In other words, we're interested in whether the rate of nicotine dependence
differs according to which explanatory group the observations belong to, that is,
which smoking frequency group.
Notice that we are not interested in the column percentages for
those observations without nicotine dependence.
Indicated with a dummy code of 0.
Instead, we're interested in describing the presence of nicotine dependence within
the smoking frequency groups; that is, these column percentages circled in blue.
If I want to graph the percent of young adult smokers with nicotine dependence
within each smoking frequency category, I would first import the seaborn and
matplotlib.pyplot libraries and then add the following code.
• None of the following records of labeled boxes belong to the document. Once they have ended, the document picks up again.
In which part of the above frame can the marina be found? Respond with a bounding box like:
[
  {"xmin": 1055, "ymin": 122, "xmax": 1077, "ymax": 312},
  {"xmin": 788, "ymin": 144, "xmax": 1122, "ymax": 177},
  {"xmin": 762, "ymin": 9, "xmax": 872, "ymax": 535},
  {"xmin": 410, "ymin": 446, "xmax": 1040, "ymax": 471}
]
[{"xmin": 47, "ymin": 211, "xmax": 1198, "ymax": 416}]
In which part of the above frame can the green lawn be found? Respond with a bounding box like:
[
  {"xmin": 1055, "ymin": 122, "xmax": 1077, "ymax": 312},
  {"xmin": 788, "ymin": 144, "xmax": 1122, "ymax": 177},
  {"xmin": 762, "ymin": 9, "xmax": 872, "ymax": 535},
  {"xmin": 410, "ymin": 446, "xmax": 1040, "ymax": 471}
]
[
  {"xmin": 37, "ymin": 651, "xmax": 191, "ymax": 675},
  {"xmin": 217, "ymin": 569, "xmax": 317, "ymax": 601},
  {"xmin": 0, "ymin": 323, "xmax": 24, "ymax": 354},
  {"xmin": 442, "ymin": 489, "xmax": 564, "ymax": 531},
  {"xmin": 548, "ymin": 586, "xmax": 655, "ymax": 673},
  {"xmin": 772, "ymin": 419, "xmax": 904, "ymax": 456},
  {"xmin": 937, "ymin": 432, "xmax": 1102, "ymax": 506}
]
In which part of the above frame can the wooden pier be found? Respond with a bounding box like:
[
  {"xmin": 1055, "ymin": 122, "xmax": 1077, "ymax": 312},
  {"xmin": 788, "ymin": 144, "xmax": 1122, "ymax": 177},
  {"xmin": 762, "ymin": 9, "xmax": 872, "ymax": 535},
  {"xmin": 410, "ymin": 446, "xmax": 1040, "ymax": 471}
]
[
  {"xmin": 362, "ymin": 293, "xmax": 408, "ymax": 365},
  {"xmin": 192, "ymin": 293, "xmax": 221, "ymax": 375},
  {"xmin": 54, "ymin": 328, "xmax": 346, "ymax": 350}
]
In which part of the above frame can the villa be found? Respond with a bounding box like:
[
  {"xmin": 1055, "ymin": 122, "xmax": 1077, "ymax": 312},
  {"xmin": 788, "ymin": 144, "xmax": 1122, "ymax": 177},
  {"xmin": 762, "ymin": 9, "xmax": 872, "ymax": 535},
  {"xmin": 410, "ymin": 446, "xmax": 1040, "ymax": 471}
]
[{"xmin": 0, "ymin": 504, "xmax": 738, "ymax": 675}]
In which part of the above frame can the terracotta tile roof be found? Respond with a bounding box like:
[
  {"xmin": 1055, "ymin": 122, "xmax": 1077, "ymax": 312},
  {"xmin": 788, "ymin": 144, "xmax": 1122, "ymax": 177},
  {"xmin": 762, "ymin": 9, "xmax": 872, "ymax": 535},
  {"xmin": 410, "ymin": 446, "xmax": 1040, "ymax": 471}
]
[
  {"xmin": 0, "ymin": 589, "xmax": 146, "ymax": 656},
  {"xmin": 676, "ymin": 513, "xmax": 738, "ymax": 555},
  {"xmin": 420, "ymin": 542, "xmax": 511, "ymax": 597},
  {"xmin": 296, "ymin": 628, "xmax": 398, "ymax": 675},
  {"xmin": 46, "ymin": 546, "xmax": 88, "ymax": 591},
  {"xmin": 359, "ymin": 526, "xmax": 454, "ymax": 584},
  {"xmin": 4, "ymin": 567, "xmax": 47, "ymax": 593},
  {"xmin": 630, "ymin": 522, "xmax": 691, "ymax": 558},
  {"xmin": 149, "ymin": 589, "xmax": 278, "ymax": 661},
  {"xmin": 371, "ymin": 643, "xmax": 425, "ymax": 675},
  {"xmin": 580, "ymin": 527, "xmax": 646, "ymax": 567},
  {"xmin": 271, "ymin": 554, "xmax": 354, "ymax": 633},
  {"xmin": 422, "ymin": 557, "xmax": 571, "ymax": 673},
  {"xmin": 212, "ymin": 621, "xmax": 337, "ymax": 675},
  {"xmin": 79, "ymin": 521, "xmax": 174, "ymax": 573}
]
First setting out explanatory variable to categorical and
a response variable to numeric.
And then requesting a bivariate bar chart.
With smoking frequency categories on the x-axis, and the mean for
nicotine dependence, which is the proportions of ones on the y-axis.
Now I can visualize the association, and see even more clearly that there seems
to be a positive linear relationship, that is the more days per month a young adult
smokes, the more likely they are to have nicotine dependence.
I know from looking at the significant P value,
that I will accept the alternate hypothesis.
That not all nicotine dependents rates are equal across smoking frequency categories.
If my explanatory variably had only two levels,
I could interpret the two corresponding column percentages and be able to say
which group had a significantly higher rate of nicotine dependents.
But my explanatory variable has six categories.
So I know that not all are equal.
But I don't know which are different and which are not.